With Globus, subscribers can move, share, & discover data via a single
interface – whether your files live on a supercomputer, lab cluster,
tape archive, public cloud or your laptop, you can manage this data
from anywhere, using your existing identities, via just a web browser.
[...]
Globus is a group at the University of Chicago that develops and operates
a non-profit service for use by the research community.
[...]
Globus products and services are developed and operated by the
University of Chicago and Argonne National Laboratory,
supported by funding from the Department of Energy,
the National Science Foundation, and the National Institutes of Health"

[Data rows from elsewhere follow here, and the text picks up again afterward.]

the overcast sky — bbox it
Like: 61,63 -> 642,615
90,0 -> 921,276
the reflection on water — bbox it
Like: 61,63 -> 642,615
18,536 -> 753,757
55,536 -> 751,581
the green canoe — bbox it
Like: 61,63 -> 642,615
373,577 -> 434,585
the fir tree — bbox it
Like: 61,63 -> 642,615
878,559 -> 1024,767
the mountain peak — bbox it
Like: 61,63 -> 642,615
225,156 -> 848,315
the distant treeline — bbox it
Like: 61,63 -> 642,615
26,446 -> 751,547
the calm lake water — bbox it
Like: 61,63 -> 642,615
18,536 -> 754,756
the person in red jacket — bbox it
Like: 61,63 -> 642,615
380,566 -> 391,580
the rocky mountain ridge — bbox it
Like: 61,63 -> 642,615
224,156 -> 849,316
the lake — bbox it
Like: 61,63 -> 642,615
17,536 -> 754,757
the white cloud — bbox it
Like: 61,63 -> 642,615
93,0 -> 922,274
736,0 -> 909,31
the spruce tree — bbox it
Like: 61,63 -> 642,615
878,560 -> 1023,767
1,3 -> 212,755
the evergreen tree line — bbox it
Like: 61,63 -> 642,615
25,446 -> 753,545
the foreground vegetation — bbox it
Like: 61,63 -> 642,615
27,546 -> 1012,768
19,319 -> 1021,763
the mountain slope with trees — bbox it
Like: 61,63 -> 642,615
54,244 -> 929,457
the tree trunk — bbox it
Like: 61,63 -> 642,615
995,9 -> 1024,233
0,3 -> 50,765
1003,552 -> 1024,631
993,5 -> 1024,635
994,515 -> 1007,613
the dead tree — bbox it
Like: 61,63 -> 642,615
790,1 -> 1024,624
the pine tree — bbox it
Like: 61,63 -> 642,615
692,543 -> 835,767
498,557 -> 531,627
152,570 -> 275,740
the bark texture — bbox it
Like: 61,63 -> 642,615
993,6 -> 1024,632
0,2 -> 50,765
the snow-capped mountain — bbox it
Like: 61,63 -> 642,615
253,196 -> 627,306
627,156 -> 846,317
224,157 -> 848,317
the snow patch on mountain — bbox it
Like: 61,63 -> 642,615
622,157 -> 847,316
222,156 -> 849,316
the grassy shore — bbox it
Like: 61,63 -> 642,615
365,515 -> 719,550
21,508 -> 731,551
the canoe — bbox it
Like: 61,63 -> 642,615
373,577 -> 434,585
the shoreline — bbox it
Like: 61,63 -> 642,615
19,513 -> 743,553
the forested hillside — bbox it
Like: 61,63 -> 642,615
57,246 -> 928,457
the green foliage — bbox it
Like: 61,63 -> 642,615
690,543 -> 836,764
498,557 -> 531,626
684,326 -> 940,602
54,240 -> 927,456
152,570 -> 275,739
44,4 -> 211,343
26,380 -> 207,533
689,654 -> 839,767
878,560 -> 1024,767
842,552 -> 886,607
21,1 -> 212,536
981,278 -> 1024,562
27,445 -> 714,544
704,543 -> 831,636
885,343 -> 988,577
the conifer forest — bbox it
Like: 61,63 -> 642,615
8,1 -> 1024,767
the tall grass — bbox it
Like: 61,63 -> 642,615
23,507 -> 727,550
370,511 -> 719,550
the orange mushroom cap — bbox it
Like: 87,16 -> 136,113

By default, only the $HOME
folder is readable/writable
after setting up a new personal endpoint on a machine
(say, your laptop). You can make additional folders
accessible for Globus by editing this file:
$HOME/.globusonline/lta/config-paths
- make sure the
globus
executable is available- for example, on HPC environments, this could require
loading an environment module
like this:
module load Globus
- for example, on HPC environments, this could require
loading an environment module
like this:
- run
globus login --no-local-server
and follow the login instructions - search for the endpoint ID of the source for the transfer:
globus endpoint search "endpoint keywords"
- for example:
globus endpoint search "shared ebi public"
- result UUID:
fd9c190c-b824-11e9-98d7-0a63aa6b37da
- we will refer to this as UUID-SRC in the following
- for convenience, export the UUID as a variable
export SOURCE=UUID-SRC
- search for the endpoint ID of the target for the transfer
- (same as above)
- for example:
globus endpoint search "hilbert storage"
- result UUID:
51a7a935-3716-4096-8d1c-b3f5abbc7544
- we will refer to this as UUID-TRG in the following
- for convenience, export the UUID as a variable
export TARGET=UUID-TRG
- prepare a file listing input/output pairs:
- one file pair per line
- first, specify the source path, i.e. the path to the file on the source Globus endpoint
- second, specify the target path, i.e., the path to the file on the target (destination) endpoint
source/path/file target/path/file
- note that the target path is relative to the working directory in which you execute Globus
- save all entries in a text file, e.g.,
file_pairs.txt
- initiate the transfer as follows:
globus transfer $SOURCE $TARGET:$PWD --batch --dry-run < file_pairs.txt
- this command will print the complete list of file transfers
- omit the
--dry-run
option to actually start the transfer
File paths can be found in the file report of an accessioned entry, and look like this:
ftp://ftp.sra.ebi.ac.uk/vol1/fastq/ERR323/000/ERR3239740/ERR3239740_1.fastq.gz
The same file can be located on the EBI/ENA Globus under this path:
/gridftp/ena/fastq/ERR323/000/ERR3239740/ERR3239740_1.fastq.gz
Note the simple change in the path prefix that distinguishes the FTP from the Globus location.